In this case, the ACCR sought for the directors of the Commonwealth Bank of Australia (CBA) to propose one of 3 alternative shareholder resolutions at CBA’s annual general meeting (AGM). CBA refused to allow two of the resolutions. These resolutions required the CBA board of directors to report annually to shareholders on the quantum of greenhouse gas emissions CBA ‘is responsible for financing’, the risks posed to CBA from climate change, and the strategies adopted by the bank to mitigate those risks.
CBA agreed to include the third alternative resolution for consideration at the AGM. This resolution sought the amendment of CBA’s constitution to require the directors to report to shareholders on the directors’ ‘assessment of the quantum of greenhouse gas emissions [CBA is] responsible for financing’.
The ACCR brought the case to the Federal Court. After the Federal Court ruled against it, the ACCR appealed to the Full Court.
Implications of the decision
The case was run as a test case by the ACCR to bring Australian law more in line with the law in the US. In the US, shareholders routinely pass non-binding resolutions to express opinions as to the management of companies. The Full Court rejected this approach and emphatically denied the existence of a general power under Australian law to allow shareholders to pass such ‘advisory’ resolutions regarding issues of management.
The decision comes soon after the repeal of the provisions under the Corporations Act 2001 (Cth) that entitled 100 or more shareholders to demand that a company call a general meeting. The combination of the repeal of these legislative provisions and the Full Court’s decision leaves boards of directors in a better position to refuse a requisition by shareholder activists of ‘advisory’ resolutions.
Despite these developments, the level of shareholder activism is unlikely to decline. For example, the ACCR has had some success in raising awareness of its campaigns by requisitioning special resolutions to amend the constitutions of large Australian banks, energy and mining companies. None of these resolutions have so far been successful in Australia, considering they require 75% of shareholders to vote in favour in order to pass. They do, however, bring attention to, and force boards to comment on, the issues raised.

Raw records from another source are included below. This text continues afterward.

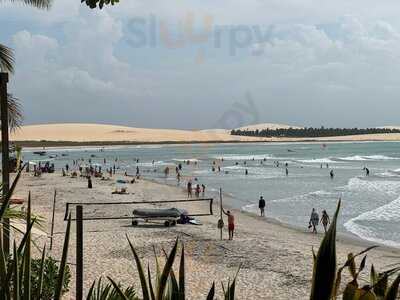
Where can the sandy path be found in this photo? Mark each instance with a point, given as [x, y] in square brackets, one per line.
[276, 260]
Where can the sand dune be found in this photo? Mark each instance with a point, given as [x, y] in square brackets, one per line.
[85, 133]
[272, 126]
[76, 132]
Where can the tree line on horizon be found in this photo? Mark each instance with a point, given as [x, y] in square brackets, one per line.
[311, 132]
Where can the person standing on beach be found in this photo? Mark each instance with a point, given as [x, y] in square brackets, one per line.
[90, 182]
[231, 223]
[261, 206]
[314, 220]
[189, 189]
[197, 191]
[325, 219]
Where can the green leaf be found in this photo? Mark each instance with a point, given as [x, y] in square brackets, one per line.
[380, 286]
[116, 287]
[41, 273]
[211, 293]
[393, 290]
[351, 291]
[166, 271]
[325, 266]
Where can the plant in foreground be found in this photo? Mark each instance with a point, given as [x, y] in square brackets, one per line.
[16, 271]
[167, 286]
[327, 278]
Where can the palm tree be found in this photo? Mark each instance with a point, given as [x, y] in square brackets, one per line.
[7, 65]
[12, 118]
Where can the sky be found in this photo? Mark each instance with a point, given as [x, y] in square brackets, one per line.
[207, 64]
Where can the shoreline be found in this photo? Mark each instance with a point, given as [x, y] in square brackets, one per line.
[59, 144]
[276, 259]
[347, 238]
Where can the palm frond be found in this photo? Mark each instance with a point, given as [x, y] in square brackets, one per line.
[15, 117]
[14, 112]
[6, 58]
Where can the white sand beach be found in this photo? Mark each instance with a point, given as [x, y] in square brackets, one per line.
[276, 260]
[83, 133]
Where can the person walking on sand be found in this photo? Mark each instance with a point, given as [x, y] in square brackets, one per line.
[261, 206]
[197, 191]
[314, 220]
[189, 189]
[325, 219]
[231, 223]
[90, 185]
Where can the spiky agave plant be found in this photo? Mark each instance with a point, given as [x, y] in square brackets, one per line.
[167, 286]
[326, 280]
[15, 270]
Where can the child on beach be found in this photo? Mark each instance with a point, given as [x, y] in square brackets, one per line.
[314, 220]
[325, 219]
[261, 205]
[189, 189]
[231, 223]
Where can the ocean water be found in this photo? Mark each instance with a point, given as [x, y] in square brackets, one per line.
[370, 205]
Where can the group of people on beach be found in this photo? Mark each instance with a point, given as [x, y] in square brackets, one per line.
[315, 220]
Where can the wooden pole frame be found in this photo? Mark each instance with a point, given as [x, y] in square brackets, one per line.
[52, 219]
[5, 155]
[79, 253]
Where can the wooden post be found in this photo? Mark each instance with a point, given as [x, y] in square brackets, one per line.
[52, 220]
[79, 253]
[5, 155]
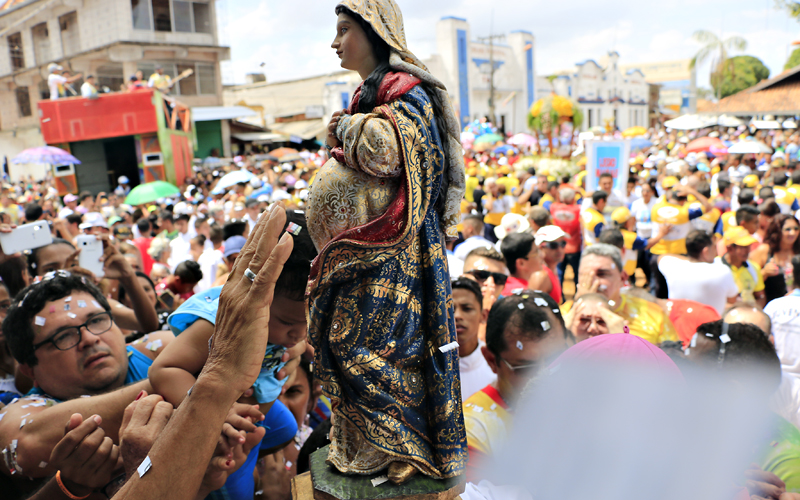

In this context, another point reinforced by the Full Court was a board’s ability to comment on proposed resolutions by shareholders. The ACCR argued that the CBA board had acted beyond its power by recommending against the proposed amendment to the CBA constitution because the board did not consider the resolution to be in the best interests of the company. The Full Court rejected the ACCR’s argument in this regard.
The ACCR argued that it should not be liable for CBA’s costs on the basis that the case was in the public interest and may have far reaching implications on shareholder participation or corporate governance. The Full Court did not accept the ACCR’s argument, noting that an applicant which is established to pursue a particular public interest should not be exempted from the usual costs order where litigation brought in pursuit of that purpose fails.